Perovskite compounds consist of three separate constituents, traditionally labeled as A, B, and X site ions, each of which can be any one of a list of candidate elements, forming a very large structural family with diverse physical properties. In the field of perovskite and perovskite-inspired materials for photovoltaic applications, the B-site ion is typically lead, but a major effort in perovskite research is to find viable lead-free versions that can match or exceed the performance of the lead-based varieties.

While more than a thousand potentially useful perovskite formulations have been predicted theoretically, out of millions of theoretically possible combinations, only a small fraction of those has been produced experimentally so far, highlighting the need for an accelerated process, the researchers say.

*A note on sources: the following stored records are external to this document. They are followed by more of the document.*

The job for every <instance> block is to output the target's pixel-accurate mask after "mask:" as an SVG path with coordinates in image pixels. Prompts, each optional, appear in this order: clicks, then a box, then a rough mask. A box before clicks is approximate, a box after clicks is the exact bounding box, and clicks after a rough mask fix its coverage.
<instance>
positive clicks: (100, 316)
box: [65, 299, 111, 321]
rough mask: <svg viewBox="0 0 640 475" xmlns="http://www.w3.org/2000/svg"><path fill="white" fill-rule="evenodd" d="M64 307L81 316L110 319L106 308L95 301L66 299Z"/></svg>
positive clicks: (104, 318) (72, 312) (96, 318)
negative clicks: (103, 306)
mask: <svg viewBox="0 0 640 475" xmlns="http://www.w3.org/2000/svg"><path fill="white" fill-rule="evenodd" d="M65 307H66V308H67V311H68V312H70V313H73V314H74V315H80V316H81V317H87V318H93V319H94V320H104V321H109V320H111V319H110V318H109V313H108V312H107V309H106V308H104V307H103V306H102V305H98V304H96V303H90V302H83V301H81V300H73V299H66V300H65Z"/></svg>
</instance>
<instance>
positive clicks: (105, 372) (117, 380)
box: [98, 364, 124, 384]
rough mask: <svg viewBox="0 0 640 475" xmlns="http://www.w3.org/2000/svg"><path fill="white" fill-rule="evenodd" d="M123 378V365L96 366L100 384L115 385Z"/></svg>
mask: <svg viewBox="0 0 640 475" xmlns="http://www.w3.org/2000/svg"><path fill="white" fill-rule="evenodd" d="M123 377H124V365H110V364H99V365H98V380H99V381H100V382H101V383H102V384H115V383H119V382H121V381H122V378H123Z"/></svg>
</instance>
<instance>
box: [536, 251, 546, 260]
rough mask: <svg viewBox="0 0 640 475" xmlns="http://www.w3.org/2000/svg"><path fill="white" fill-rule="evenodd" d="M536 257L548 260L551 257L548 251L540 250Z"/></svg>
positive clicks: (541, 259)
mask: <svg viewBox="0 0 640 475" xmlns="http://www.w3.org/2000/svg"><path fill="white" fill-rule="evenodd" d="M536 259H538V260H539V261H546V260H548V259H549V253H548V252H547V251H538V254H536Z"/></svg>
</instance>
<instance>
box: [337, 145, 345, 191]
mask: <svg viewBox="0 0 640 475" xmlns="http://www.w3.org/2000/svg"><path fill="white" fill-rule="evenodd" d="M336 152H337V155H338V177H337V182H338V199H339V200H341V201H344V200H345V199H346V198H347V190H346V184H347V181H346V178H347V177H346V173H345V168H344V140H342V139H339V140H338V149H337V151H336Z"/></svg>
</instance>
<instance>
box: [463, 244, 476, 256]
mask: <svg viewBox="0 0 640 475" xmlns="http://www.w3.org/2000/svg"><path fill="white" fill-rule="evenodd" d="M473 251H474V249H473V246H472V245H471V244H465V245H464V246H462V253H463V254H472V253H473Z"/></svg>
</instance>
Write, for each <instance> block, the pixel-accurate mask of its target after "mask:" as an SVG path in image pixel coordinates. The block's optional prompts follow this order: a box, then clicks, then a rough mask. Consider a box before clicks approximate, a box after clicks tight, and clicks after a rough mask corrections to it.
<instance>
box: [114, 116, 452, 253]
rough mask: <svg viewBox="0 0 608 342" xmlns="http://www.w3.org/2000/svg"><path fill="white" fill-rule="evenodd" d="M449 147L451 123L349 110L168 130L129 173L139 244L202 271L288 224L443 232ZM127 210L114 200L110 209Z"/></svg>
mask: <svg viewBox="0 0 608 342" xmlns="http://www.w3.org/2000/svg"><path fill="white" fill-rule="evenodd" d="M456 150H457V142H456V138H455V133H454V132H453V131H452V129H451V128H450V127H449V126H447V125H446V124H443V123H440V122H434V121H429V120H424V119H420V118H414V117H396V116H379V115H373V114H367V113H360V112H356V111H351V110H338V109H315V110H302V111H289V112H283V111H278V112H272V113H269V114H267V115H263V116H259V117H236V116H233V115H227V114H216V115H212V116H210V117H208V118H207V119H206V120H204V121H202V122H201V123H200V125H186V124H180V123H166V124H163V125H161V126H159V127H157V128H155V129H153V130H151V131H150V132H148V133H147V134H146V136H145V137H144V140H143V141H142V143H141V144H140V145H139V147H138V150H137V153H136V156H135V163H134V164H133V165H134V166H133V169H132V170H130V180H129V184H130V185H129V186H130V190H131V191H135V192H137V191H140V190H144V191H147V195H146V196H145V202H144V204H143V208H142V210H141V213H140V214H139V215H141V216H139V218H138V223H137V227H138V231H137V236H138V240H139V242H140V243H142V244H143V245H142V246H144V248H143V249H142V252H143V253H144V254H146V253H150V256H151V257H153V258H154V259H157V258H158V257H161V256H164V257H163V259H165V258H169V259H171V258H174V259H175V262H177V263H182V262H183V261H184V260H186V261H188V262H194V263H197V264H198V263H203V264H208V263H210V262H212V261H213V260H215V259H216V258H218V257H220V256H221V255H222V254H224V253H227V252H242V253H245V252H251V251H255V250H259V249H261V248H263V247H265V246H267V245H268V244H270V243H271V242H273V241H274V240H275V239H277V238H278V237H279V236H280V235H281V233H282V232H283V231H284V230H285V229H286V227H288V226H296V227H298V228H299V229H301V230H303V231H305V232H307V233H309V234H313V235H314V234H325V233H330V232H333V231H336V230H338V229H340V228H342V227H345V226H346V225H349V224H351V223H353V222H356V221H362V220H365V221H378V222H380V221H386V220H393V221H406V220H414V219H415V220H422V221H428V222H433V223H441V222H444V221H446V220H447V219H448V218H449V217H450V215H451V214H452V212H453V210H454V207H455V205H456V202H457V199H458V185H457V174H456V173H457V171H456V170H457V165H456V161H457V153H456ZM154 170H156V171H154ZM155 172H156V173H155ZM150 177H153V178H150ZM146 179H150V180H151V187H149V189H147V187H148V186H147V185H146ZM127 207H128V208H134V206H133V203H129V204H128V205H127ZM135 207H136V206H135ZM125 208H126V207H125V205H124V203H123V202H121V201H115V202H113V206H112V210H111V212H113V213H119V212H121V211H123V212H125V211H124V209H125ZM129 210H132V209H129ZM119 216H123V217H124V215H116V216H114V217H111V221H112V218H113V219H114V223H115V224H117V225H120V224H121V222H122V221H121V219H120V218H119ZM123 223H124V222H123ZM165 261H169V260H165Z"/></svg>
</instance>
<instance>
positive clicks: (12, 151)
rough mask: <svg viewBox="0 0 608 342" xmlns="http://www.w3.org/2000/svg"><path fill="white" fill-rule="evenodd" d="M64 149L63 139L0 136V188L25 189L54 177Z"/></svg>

For the experiments, the team selected a variety of different compositions, each of which they mixed in a solution and then deposited on a substrate, where the material crystallized into a thin film. The film was then examined using a technique called X-ray diffraction, which can reveal details of how the atoms are arranged in the crystal structure. These X-ray diffraction patterns were then initially classified with the help of a convolutional neural network system to speed up that part of the process. That classification step alone, Buonassisi says, initially took three to five hours, but by applying machine learning, this was slashed to 5.5 minutes while maintaining 90 percent accuracy.

Already, in their initial testing of the system, the team explored 75 different formulations in about a tenth of the time it previously would have taken to synthesize and characterize that many. Among those 75, they found two new lead-free perovskite systems that exhibit promising properties that might have potential for high-efficiency solar cells.  

In the process, they produced four compounds in thin-film form for the first time; thin films are the desirable form for use in solar cells. They also found examples of “nonlinear bandgap tunability” in some of the materials, an unexpected characteristic that relates to the energy level needed to excite an electron in the material, which they say opens up new pathways for potential solar cells.

The team says that with further automation of parts of the process, it should be possible to continue to increase the processing speed, making it anywhere from 10 to 100 times as fast. Ultimately, Buonassisi says, it’s all about getting solar power to be as inexpensive as possible, continuing the technology’s already remarkable plunge. The aim is to bring economically sustainable prices below 2 cents per kilowatt-hour, he says, and getting there could be the result of a single breakthrough in materials: “All you have to do is make one material” that has just the right combination of properties — including ease of manufacture, low cost of materials, and high efficiency at converting sunlight.

“We’re putting all the experimental pieces in place so we can explore faster,” he says.

The work was supported by Total SA through the MIT Energy Initiative, by the National Science Foundation, and Singapore’s National Research Foundation through the Singapore-MIT Alliance for Research and Technology.